By Mindy Ragan Wood
Staff Writer
A house on its way along Banner Road near Northwest Highway slid off the trailer and shut down the area Tuesday and Wednesday.
Curtis Fortenberry Home Moving Company was transporting the wide-load home when the driver swerved to miss Betty and Selby Egender’s mailbox at 16512 N. Banner Road.
When the driver swerved to miss the mailbox, witnesses say the trailer veered into the soft ditch. Canadian County Commissioner Marc Hader said the ditch was soft because it had been under flood water for nearly a week.
“When you have a traditional two-lane right of way and you have a ditch there like that, you almost need to get a helicopter that can lift vertically,” he said.
William Walker, of Strike USA, was in the area because of his work on a gas pipeline under construction between Piedmont and Okarche to Durant. Walker stopped to help get the house back on the trailer.

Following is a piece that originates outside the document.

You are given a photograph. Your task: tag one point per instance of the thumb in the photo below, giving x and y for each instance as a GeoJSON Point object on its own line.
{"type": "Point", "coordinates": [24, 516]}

“He (driver) got over to clear the mailbox, and got in the ditch there,” Walker said. “I came by last night and this morning and I said, ‘those people need some help.’ I asked the state trooper if I could help and he said I could.”
Walker lent his truck with a crane to pull up the home “inch-by-inch” and reinforce it with support so it could be moved.
Calls to Fortenberry were not returned, but a mobile home mover with 42 years of experience viewed photographs submitted to the Piedmont-Surry Gazette.
“Whoever put the house on there and those beams on there didn’t attach the house to the beams,” Duke Arms said. “That’s what happens when you try to move those houses and it’s a wide-load. We always move them in two pieces. Bottom line, its driver’s error.”
Arms said the house was an intact residential home, not a mobile home that is typically on wheels.
A search on the Federal Motor Carrier Safety Administration website shows a listing for Curtis Fortenberry’s moving company along with its U.S. Department of Transportation number but did not list any information regarding the company’s existing license and insurance status.
The company lists an address in Choctaw, one truck and two drivers. As of press time Wednesday, the house had not been placed back on the transport trailer.